Henüz kitabın tümünü okuma olanağını bulamadım ama TMT konusunu hem kuramsal, hem uygulama açısından iyi çalışan, TMT’ci babasından beslenen ve bilimsellikten şaşmayan Prof. Dr. Soyalp Tamçelik gibi bir bilim insanının bu eserinin, TMT konusunu daha da aydınlattığına inanıyorum. 
“TMT, Kıbrıs Türk halkının can ve mal güvenliğini tesis etmek, aidiyet duygusunu ve mensubiyet bilincini korumak, Rum toplumu içinde azınlık olmaktan kurtulmak, silahlı güç unsuru olarak savunma yapmak ve gerektiğinde saldırıda bulunmak amacıyla kurulmuş bir savunma teşkilatıdır. Bu gayeyle TMT, sağlık alanından haberleşmeye, kültürel faaliyetlerden toplum maliyesine, iktisadi ünitelerden sosyal hizmetlere kadar kamu yaşamının hemen her alanında toplumun ihtiyaçlarını karşılamaya yönelik çalışmalarda bulunmuştur. Kıbrıs Türkleri için salt bir yeraltı teşkilatı olmaktan ziyade TMT, devletleşme sürecinde atılmış bir adım olarak da değerlendirilebilir.
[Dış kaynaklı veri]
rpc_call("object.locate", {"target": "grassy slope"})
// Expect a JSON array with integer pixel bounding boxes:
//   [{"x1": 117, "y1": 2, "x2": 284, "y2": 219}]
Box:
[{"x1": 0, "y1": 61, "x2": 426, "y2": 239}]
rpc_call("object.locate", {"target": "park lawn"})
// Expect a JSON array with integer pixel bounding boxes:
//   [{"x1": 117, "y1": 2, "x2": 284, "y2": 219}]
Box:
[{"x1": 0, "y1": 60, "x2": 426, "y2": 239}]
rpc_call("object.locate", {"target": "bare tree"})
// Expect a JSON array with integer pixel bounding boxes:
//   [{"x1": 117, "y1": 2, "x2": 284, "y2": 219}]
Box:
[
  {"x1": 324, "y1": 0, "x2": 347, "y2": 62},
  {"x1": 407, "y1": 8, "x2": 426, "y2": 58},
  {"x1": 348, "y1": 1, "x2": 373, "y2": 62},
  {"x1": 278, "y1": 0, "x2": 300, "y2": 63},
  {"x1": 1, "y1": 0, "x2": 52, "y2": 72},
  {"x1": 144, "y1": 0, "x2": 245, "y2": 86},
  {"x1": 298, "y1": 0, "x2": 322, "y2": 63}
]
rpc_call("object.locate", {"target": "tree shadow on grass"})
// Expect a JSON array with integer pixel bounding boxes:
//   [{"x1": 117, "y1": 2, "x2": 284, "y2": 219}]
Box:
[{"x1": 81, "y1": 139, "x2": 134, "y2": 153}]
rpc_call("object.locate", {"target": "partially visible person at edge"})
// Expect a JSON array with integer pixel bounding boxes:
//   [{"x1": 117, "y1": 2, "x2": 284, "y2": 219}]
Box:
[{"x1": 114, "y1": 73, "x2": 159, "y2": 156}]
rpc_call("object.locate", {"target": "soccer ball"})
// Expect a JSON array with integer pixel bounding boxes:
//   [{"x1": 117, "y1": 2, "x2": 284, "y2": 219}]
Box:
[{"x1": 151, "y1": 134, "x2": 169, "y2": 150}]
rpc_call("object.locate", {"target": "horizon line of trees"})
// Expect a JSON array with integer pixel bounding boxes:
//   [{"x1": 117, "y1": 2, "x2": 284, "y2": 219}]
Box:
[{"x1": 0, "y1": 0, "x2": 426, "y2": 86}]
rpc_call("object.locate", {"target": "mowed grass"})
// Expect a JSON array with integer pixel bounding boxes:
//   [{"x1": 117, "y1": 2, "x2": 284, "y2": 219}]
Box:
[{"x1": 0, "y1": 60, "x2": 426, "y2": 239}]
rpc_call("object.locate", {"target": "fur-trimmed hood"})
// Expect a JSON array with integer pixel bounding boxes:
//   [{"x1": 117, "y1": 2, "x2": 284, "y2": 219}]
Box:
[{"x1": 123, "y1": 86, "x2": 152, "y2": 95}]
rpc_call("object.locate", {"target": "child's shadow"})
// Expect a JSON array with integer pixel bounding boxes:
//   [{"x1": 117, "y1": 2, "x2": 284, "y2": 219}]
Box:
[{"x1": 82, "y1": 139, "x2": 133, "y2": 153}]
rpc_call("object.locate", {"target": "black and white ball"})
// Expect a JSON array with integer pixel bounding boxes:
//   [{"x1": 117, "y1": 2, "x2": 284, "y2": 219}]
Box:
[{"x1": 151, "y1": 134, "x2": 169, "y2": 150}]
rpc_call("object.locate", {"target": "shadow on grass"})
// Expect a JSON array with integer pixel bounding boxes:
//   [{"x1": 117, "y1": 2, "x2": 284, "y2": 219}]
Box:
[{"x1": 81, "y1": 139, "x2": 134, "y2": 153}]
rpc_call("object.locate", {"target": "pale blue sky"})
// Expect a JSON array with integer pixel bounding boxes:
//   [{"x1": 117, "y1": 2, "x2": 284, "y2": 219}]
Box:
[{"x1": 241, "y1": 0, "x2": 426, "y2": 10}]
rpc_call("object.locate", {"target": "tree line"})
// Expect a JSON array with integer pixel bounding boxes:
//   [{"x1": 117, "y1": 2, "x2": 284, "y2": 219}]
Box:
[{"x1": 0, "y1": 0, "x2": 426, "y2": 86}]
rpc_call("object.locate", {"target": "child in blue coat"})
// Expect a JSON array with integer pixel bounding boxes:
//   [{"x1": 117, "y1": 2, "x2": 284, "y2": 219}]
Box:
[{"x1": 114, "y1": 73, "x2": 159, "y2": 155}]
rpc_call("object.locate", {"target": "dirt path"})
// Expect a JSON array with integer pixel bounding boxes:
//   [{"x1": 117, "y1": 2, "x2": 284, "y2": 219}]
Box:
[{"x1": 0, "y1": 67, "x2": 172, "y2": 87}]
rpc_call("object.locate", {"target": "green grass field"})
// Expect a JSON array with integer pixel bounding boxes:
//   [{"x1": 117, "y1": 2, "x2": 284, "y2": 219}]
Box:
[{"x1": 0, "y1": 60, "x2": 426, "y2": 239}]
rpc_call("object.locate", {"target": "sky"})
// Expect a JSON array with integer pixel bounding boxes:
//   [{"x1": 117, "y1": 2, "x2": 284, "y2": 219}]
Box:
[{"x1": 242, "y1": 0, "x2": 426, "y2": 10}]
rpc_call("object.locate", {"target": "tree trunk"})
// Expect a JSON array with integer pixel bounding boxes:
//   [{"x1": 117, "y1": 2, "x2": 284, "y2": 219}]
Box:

Bu yüzden Kıbrıs'ta silahlı mücadelenin yanında ‘sessiz’ ve ‘gizli’ bir savaşın daha yaşandığı söylenebilir.
“Bu kitapta TMT'nin kuruluşu, kurumsal doktrini, bağlı olduğu prensipler, teşkilatlanma ve idari yapısı, yayın organları ve uyguladığı ceza usullerinde herhangi bir yeraltı teşkilatında olması gerekenlerden farklı bir şey olmadığı; TMT'de uygulanan muhabere ve istihbarat sistemleri, haberleşme usulleri, kriptolama yöntemlerinin ve esaslarının amaca ve günün ihtiyaçlarına uygun olduğu; TMT tarafından uygulanan psikolojik savaşın kuramsal boyutunun bulunduğu; kullanılan psikolojik savaş yöntemlerinin ve araçlarının etkin bir şekilde uygulandığı; TMT öncesi yeraltı teşkilatlarının durumu tespit edilerek bunların satıhta kaldığı ve ihtiyaçları karşılamaktan uzak olduğu, TMT'nin ise bunları büyük ölçüde karşıladığı sonucuna varılmıştır.
“TMT'nin Doktrini:
Hem görürüm hem görmem uykudaki göz gibi
Hem dururum hem yürürüm üzengideki ayak gibi
Hem varım hem yokum gül suyundaki koku gibi
Hem susarım hem konuşurum kitaptaki yazı gibi
(Em.Tuğg.) Kenan Çoygun
Bayraktar”
Yukarıdaki alıntı, arka kapakta kitabın içeriğini belirten açıklama olup kısa ve öz olarak TMT’yi güzel anlatır. Soyalp Tamçelik, bu kısa açıklamanın kapsam ve içeriğini 406 sayfalık bir kitapta anlatmış. Kısa açıklamadaki kapsam ve yoğun içeriğin kitabın tümünde ne denli genişlediğini düşünün!
***
Dur durak bilmeyen çalışmaların için kutlarım Soyalp!  O kadar çok ve yoğun üretiyorsun ki seni izlemek zor. Her çalışman muhteşem bir kaynak ve kalıcı! Sonsuz ve yürekten teşekkürler.
TMT ile ilgili bu çalışmanın uzun bir sürecin sonucu olduğunu biliyorum. Hiç ama hiç kuşkum yok, çok zaman geçmeden karşımıza yeni bir eserle çıkacaksın!
Bekliyoruz… 
Soyalp’ın yazılarını okudukça, bunların kitaplaştırılması gerektiğini düşündüm ve bu düşüncemi onunla paylaştım. Kendisinin de bu düşüncede olduğunu yazdı.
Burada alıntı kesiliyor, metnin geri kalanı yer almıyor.